I know we’re hearing a lot about David DiBari this week. But here’s the deal: I went to do the reporting and photo shoot for our Easter Pies story, and ended up staying for dinner and discovered the exciting additions to his menu. I figured two stories were in order.
But let’s head back to the first one for a minute. When DiBari sent me his Easter Pie recipe, I knew I couldn’t publish it as he’d written it. He makes massive quantities to serve at his restaurant. I was looking to serve 6 people. So I set about reducing the ratios. That’s fine when it comes to cooking stuff like roast potatoes or meatloaf. But when you’re baking, and there’s a crust and a filling involved, I figured I’d better test. So I did. And it worked out, I must say. Mine is definitely not as pretty as Dave’s. I’m sure you can guess which is which. Let’s just call mine rustic, shall we?
The first step is to make the dough. Start by grating some grana padano cheese. You’re going to need some for the filling, too, so do extra.
Put in a food processor and pulse with flour, cayenne and fennel seeds:
Add four egg yolks, one at a time:
Add heavy cream and pulse until the dough sticks together when you pinch it:
Dump it out onto the counter:
I like to run my the base of my palm along the crumbs to smear them and spread the butter:
Gather the dough into a ball, trying not to work it too much.
Shape into a disc and wrap with plastic. Put in the fridge for at least an hour:
Now make your filling. Get these four ounce packages of sausage.
Dice them up. I separated them and stacked them to make that easier.
Then you mix the filling. Ricotta, eggs, sausage and cheese:
Get out your dough.
No. Mine never comes out even. Ever. Who cares! Lay it on top of the pie dish so that it hangs over at least an inch or two:
Then put your fililng in:
Fold the extra dough over:
Yes, I cut pieces and attached them with a wet pinch. So can you. Bake.
Adapted from David DiBari’s “Easter Pie Everyday”
- For the crust:
- 1/4 pound (1 stick) butter
- 1/4 pound grated Grana Padano cheese (similar to Parmesan)
- 3 cups King Arthur flour
- 1 pinch cayenne pepper
- 2 teaspoons whole fennel seeds
- 4 egg yolks
- 1/2 cups heavy cream
- 1 egg whisked with a splash of milk to brush on pastry
- For the filling:
- 4 ounces Genoa salami, diced
- 4 ounces hot sopressata, diced
- 4 ounces sweet sopressata, diced
- 3 eggs
- 2 cups ricotta
- 1/2 cup Grana Padano cheese, grated
- To make the crust, dice the butter into cubes and put in the refrigerator to keep cold while you measure out the other ingredients. Combine Grana Padano, flour, cayenne and fennel seeds in the bowl of a food processor. Pulse three times to combine.
- Add the butter and pulse until the butter is about the size of peas. Add the egg yolks one at a time and pulse to combine. While the processor is running, pour in heavy cream. The dough will not combine, but should stick together when you press it between your thumb and forefinger.

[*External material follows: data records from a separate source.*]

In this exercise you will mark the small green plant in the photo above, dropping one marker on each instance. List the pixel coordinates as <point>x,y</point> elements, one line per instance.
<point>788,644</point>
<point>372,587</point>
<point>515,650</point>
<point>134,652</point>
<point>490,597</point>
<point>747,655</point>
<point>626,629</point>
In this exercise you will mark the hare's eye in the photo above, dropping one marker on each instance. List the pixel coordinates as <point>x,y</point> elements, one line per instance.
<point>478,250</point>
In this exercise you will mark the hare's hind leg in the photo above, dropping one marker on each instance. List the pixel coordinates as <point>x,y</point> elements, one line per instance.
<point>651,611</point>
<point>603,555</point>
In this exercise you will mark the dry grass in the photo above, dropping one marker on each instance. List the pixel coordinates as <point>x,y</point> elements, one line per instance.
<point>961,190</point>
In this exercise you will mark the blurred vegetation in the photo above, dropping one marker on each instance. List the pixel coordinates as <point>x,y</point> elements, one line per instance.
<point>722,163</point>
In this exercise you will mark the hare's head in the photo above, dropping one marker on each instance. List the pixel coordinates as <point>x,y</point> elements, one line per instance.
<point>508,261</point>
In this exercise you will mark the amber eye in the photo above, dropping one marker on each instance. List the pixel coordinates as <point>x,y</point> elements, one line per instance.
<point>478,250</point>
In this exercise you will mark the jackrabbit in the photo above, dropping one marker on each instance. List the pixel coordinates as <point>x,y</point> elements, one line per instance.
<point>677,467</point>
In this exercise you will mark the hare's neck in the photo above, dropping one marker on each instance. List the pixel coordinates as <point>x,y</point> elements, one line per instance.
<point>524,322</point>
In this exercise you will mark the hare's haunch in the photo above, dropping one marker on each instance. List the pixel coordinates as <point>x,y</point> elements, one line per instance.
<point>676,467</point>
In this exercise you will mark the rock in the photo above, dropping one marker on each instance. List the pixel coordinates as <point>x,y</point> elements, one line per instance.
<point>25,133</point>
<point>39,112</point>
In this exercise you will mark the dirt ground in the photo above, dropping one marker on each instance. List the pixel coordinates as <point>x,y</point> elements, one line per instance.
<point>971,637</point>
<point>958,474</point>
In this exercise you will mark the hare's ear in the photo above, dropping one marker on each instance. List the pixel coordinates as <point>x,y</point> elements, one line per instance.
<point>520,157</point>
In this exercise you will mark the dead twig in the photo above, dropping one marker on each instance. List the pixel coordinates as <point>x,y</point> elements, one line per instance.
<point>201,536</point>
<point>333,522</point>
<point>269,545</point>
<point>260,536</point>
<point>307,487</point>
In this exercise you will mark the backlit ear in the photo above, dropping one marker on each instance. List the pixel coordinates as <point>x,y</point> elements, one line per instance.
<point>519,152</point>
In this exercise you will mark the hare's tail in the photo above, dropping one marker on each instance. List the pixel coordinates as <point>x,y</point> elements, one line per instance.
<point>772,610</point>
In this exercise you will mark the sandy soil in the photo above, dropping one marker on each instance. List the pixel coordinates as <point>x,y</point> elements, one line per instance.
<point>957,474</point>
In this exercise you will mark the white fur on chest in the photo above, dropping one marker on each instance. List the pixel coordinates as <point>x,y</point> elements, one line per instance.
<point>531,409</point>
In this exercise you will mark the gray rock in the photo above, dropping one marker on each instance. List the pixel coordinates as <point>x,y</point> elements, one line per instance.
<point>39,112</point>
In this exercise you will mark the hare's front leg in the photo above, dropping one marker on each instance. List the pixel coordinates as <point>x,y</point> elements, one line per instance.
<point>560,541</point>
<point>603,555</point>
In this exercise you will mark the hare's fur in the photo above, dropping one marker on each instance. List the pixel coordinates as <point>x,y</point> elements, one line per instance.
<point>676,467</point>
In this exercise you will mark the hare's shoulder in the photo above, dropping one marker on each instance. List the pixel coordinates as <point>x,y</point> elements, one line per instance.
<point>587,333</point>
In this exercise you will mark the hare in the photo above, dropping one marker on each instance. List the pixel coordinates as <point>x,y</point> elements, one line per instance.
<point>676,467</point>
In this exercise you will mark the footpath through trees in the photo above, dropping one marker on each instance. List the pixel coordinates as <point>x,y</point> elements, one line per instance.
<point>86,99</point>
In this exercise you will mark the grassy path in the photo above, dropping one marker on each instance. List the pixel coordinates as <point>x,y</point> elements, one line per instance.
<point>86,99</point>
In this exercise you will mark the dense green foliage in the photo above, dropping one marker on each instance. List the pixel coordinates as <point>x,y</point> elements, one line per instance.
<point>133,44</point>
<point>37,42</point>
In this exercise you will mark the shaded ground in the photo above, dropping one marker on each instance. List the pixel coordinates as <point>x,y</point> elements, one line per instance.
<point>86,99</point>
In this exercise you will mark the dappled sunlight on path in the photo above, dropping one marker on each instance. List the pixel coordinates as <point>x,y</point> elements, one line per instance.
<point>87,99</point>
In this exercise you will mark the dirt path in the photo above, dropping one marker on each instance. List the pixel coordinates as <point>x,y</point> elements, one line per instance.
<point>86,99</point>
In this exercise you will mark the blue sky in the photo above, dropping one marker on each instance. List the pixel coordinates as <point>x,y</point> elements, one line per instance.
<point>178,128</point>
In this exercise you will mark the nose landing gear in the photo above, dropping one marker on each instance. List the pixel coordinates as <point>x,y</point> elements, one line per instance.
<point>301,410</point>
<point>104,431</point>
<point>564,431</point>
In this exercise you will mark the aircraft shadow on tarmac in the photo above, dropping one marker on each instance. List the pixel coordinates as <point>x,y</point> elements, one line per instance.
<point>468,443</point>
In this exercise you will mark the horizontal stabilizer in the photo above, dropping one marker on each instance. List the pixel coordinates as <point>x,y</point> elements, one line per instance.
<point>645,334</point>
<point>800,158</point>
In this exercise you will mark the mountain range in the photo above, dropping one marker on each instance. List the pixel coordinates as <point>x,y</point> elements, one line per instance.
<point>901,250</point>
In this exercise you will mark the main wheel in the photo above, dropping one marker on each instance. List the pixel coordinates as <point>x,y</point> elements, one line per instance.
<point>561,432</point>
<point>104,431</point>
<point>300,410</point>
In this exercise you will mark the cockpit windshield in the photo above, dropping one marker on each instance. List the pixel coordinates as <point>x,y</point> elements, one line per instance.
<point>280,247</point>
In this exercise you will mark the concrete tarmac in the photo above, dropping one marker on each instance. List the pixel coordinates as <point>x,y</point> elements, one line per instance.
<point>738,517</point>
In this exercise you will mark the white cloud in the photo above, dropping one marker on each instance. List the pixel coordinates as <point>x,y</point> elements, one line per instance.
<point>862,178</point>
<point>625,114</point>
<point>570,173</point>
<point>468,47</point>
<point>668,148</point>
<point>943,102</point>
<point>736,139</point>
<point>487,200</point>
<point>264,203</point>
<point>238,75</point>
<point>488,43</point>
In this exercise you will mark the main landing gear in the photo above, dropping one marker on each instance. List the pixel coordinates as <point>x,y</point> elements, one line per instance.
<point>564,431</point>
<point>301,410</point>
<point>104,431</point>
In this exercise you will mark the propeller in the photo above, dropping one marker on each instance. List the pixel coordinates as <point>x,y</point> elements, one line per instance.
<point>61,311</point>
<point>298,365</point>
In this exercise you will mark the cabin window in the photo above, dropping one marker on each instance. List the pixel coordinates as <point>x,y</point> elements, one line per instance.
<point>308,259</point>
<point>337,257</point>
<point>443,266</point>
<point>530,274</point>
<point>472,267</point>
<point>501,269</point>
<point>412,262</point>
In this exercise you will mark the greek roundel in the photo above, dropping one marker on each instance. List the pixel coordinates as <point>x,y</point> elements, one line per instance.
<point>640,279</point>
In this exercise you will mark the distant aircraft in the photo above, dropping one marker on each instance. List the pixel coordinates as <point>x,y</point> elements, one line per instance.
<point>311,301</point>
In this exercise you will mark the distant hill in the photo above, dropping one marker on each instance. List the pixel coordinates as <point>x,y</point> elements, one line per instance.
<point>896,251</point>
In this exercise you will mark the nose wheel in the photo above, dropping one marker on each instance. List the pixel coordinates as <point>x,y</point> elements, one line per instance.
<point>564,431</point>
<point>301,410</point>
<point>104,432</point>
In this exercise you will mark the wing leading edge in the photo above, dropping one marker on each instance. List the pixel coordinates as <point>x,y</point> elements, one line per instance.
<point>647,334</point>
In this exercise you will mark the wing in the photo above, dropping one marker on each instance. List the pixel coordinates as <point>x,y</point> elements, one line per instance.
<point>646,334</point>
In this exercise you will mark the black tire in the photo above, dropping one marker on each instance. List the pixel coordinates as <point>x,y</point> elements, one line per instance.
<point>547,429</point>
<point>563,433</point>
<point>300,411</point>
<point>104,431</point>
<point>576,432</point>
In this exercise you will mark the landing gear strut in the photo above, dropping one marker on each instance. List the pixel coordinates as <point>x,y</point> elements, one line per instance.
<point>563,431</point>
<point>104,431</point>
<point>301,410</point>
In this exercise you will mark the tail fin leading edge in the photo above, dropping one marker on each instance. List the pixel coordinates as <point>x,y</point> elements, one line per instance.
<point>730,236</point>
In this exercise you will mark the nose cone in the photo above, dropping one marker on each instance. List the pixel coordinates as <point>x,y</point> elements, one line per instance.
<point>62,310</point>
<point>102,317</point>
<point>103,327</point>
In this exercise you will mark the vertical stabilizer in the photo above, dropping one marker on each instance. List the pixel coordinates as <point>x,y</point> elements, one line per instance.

- Place the dough onto the counter and knead quickly to combine. Do not overwork the dough. (Pretend it is too hot to touch.) Shape the dough into a flat circle and wrap in plastic wrap. Refrigerate for at least one hour.
- Preheat oven to 350 degrees.
- Combine salami and hot and sweet sopressatas. Whisk eggs in a large bowl. Whisk in ricotta and Grana Padano. Add sausage to egg mixture and stir to combine.
- Roll out dough to about a 12 to 14 inch circle, 1/4 inch thick. Place in a 9-inch pie shell, with at least 2 inches hanging over the edge.
- Fill the shell with the egg-meat mixture and smooth down with a spatula. Gently fold the extra dough over and onto the filling, leaving a circle of filling open in the middle.
- Brush the egg-milk wash over the exposed dough to create a shine during baking.
- Bake for 30 to 40 minutes until the filling is set but still jiggling and the crust is golden brown.
- Let rest for at least 2 hours until cool. Refrigerate. Bring to room temperature before serving.